# Deliberate Differences from MATLAB PREP¶

Although PyPREP aims to be a faithful reimplementation of the original MATLAB version of PREP, there are a few places where PyPREP has deliberately chosen to use different defaults than the MATLAB PREP.

To override these differerences, you can set the `matlab_strict`

parameter
for `PrepPipeline`

, `Reference`

, or
`NoisyChannels`

to `True`

in order to match the original
PREP’s internal math.

Table of Contents

## Differences in Signal Detrending¶

In the PREP pipeline, trends (i.e., slow drifts in EEG baseline signal) are
temporarily removed from the data prior to adaptive line-noise removal
as well as prior to bad channel detection via `NoisyChannels`

,
which occurs at multiple points during robust re-referencing. This is done to
improve the accuracy of both of these processes, which are sensitive to
influence from trends in the signal.

In MATLAB PREP, the default method of trend removal is to use EEGLAB’s
`pop_eegfiltnew`

, which creates and applies an FIR high-pass filter to the
data. MNE’s `mne.filter.filter_data()`

offers similar functionality, but
with two key differences:

MNE’s method of FIR filter design has minor differences, resulting in slightly lower FIR filter orders than EEGLAB for the same input values (e.g. 845 instead of EEGLAB’s 847).

EEGLAB’s

`pop_eegfiltnew`

only applies the filter to the signal forwards, resulting in minor phase shift in the filtered signal. By contrast, MNE defaults to applying the filter both forwards and backwards, eliminating any phase shift from the filtering process.

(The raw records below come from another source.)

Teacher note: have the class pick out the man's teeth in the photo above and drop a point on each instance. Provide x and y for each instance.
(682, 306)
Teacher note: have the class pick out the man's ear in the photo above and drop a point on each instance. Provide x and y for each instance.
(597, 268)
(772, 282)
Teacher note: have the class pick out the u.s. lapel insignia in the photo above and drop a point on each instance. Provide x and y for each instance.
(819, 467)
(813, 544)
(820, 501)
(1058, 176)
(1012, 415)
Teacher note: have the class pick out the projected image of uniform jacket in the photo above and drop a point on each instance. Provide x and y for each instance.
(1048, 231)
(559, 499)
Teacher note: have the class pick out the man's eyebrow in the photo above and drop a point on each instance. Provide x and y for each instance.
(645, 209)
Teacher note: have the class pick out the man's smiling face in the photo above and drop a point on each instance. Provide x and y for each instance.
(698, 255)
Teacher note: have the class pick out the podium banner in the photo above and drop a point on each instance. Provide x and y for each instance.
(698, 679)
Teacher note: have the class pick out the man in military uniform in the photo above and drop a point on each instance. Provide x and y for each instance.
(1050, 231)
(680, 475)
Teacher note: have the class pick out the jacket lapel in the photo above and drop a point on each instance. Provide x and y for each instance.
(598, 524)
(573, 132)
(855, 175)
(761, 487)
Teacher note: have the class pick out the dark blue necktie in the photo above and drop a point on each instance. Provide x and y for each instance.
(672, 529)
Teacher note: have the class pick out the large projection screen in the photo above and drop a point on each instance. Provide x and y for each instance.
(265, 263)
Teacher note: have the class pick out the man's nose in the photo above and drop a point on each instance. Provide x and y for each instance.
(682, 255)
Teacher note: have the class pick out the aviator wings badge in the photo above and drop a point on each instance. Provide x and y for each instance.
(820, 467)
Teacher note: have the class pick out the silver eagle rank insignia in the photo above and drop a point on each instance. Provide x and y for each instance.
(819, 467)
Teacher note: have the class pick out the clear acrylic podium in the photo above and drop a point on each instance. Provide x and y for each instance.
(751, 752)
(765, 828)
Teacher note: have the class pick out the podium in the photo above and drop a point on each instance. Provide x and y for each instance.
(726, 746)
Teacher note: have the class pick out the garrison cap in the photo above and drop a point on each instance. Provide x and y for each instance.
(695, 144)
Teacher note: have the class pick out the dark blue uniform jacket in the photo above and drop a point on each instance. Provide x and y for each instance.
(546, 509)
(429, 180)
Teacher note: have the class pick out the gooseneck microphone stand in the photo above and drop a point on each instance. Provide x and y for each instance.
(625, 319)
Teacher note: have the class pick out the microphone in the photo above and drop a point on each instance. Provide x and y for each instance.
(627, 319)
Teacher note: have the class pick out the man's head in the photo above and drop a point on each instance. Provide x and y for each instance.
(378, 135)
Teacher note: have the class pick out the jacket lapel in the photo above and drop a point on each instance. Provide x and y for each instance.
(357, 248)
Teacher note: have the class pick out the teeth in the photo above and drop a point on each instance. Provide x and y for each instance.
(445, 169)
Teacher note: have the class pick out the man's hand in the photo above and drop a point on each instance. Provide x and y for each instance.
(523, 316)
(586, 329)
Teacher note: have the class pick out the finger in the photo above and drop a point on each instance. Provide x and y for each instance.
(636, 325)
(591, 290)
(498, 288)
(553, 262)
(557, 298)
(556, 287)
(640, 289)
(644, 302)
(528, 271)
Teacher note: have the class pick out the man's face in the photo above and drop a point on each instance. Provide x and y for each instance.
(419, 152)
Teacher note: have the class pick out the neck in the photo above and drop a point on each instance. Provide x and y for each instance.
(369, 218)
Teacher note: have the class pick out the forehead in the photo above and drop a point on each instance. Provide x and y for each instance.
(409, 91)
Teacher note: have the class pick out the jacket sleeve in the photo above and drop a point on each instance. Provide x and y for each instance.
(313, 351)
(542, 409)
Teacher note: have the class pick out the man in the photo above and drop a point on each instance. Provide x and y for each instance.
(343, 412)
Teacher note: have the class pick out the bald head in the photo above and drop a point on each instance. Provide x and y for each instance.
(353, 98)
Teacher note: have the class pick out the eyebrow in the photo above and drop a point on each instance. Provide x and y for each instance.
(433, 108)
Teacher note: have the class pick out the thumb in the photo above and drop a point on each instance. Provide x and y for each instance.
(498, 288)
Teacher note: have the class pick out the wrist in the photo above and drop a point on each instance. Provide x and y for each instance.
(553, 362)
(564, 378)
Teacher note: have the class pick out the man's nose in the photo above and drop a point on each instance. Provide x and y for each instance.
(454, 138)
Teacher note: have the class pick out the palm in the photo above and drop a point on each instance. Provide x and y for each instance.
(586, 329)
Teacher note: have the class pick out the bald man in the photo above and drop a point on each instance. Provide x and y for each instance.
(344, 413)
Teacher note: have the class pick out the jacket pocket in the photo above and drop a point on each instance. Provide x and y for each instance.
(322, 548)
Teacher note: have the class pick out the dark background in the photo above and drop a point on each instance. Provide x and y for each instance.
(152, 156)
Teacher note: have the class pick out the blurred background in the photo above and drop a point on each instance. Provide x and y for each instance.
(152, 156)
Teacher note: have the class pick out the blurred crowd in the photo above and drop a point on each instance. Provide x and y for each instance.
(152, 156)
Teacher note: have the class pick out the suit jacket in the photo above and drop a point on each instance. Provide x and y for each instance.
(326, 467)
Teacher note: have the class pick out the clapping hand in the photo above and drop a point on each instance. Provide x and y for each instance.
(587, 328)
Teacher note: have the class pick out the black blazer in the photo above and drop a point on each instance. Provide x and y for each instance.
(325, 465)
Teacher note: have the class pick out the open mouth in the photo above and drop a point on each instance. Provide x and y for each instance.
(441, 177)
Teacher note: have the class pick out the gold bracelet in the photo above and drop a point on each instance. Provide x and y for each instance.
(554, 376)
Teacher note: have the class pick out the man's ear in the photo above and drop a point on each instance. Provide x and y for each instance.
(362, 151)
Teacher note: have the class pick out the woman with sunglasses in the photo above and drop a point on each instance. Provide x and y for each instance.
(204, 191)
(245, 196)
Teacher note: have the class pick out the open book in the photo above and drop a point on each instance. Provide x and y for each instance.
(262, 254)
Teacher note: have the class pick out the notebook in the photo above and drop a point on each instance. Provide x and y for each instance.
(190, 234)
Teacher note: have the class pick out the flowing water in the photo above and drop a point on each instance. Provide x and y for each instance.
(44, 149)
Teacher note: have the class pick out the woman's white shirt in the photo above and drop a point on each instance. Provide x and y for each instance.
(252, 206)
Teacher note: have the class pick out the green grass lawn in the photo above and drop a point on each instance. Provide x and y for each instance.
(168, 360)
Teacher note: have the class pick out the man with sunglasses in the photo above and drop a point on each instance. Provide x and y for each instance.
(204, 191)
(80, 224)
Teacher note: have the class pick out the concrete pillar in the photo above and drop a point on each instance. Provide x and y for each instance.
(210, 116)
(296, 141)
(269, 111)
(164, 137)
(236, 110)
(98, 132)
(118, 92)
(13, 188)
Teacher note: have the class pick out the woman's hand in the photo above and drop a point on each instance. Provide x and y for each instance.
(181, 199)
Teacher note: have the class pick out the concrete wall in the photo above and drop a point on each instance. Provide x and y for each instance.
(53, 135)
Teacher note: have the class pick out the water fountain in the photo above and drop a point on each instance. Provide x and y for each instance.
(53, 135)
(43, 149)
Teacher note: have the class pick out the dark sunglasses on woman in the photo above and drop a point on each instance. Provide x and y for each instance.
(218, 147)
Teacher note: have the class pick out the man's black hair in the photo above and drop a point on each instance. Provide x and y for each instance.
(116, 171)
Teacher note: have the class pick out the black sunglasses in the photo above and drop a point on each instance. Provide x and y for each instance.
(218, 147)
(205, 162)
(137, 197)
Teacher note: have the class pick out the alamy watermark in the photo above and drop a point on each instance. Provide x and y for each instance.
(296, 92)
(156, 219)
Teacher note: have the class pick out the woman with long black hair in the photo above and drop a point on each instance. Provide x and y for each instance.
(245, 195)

As a result of these differences, `NoisyChannels`

values also
differ slightly (on the order of ~0.002) for RANSAC correlations between the
filtering methods.

Because MNE’s filtering code is faster and technically preferable (due to
the lack of phase shift) PyPREP defaults to using `mne.filter.filter_data()`

for high-pass trend removal. However, for exact numeric equivalence, PyPREP
has a basic re-implementation of EEGLAB’s `pop_eegfiltnew`

in Python that
produces identical results to MATLAB PREP’s `removeTrend`

when the
`matlab_strict`

parameter is set to `True`

.

## Differences in RANSAC¶

During the “find-bad-by-RANSAC” step of noisy channel detection (see
`find_bad_by_ransac()`

), PREP does the following steps to
identify channels that aren’t well-predicted by the signals of other channels:

Generates a bunch of random subsets of currently-good channels from the data (50 samples by default, each containing 25% of the total EEG channels in the dataset).

Uses the signals and spatial locations of those channels to predict what the signals will be at the spatial locations of all the other channels, with each random subset of channels generating a different prediction for each channel (i.e., 50 predicted signals per channel by default).

For each channel, calculates the median predicted signal from the full set of predictions.

Splits the full data into small non-overlapping windows (5 seconds by default) and calculates the correlation between the median predicted signal and the actual signal for each channel within each window.

Compares the correlations for each channel against a threshold value (0.75 by default), flags all windows that fall below that threshold as ‘bad’, and calculates the proportions of ‘bad’ windows for each channel.

Flags all channels with an excessively high proportion of ‘bad’ windows (minimum 0.4 by default) as being ‘bad-by-RANSAC’.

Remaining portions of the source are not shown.